As for fundraising, Andrulis says casually that the company has “some inbound conversations from investors, so [a raise] is certainly an option, but we have some runway left”.

Fine-tuning the models

Aleph Alpha isn’t the only European startup serving enterprise clients that need reliability.  

Amsterdam-based Zeta Alpha is building a generative AI-powered search tool for enterprises and researchers, with clients including Deloitte, O2 and NASA. The product allows users to search across both publicly available information, as well as proprietary databases, with sources and citations.

Founder and CEO Jakub Zavrel tells Sifted that more generalised models like ChatGPT can’t compete with fine-tuned ones when it comes to the specific knowledge required by enterprises and researchers.

“GPT is good with general sort of language, but once it gets into super specialistic territory you have to fine-tune it to get good performance,” he explains.

Victor Botev, CTO of Oslo-based neural search company Iris.ai, says that fine-tuning a huge model like OpenAI’s for specialised use cases would be extremely expensive, which is why the startup built its own model. He says it costs his company “literally a couple of hundred dollars to adapt the system for a particular domain”.

Winning trust

Iris.ai is already working with corporate clients like novel materials firm Materiom and the multinational steel company ArcelorMittal. As well as searching large troves of academic research, the product creates easily digestible summaries with sources and citations — something that Botev says was key to winning the trust of initially sceptical researchers.

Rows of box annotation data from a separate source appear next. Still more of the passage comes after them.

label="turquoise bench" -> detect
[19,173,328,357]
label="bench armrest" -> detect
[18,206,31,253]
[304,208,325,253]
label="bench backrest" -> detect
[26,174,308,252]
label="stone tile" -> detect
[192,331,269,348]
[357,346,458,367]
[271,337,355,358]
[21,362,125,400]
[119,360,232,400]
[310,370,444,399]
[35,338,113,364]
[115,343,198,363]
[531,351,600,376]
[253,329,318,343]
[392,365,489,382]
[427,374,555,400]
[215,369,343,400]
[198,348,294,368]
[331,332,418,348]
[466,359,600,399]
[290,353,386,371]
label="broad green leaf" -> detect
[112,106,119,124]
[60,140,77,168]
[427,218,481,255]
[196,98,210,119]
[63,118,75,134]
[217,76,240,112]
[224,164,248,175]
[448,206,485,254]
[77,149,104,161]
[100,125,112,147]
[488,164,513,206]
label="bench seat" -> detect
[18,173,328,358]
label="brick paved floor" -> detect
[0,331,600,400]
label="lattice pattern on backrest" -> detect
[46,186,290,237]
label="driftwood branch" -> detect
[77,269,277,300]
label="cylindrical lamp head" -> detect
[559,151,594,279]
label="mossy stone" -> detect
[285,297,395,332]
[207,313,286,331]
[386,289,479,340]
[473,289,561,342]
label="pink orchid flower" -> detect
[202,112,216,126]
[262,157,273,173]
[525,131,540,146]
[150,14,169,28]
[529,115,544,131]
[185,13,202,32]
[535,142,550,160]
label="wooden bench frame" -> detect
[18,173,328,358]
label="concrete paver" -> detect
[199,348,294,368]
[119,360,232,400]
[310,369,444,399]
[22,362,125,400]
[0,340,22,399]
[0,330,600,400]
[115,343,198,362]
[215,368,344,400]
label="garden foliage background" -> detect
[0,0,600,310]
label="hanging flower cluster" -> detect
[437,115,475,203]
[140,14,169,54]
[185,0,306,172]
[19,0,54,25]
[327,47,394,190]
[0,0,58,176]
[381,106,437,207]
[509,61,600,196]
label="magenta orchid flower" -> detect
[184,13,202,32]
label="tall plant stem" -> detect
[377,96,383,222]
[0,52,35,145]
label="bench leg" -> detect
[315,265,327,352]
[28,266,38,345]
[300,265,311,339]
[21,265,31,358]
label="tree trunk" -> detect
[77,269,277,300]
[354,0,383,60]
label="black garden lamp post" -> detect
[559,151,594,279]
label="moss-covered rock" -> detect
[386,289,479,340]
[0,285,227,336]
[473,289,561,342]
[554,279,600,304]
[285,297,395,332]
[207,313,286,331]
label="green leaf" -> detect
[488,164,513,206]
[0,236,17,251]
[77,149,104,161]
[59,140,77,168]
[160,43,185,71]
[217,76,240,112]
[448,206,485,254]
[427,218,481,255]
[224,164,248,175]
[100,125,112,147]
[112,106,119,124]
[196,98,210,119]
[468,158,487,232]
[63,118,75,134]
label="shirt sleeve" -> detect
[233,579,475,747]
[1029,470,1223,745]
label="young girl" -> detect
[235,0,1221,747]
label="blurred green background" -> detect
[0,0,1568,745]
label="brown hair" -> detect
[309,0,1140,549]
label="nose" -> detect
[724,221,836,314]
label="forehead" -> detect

Other European companies using generative AI for specialised search include London-based Medwise, which focuses on the medical profession, Paris-based enterprise-focused tool Lighton and Berlin-based Deepset, which counts Airbus and Siemens among its clients.

For Iris.ai’s Botev, the trick for startups to be able to compete with the likes of Google and Microsoft will be their ability to move fast.

“Smaller companies can be more flexible. They can change the business model more easily,” he says. “You have to be able to twist the angle, and we can even use some of these byproducts from the big companies and make sure to adopt them for a specialised domain.”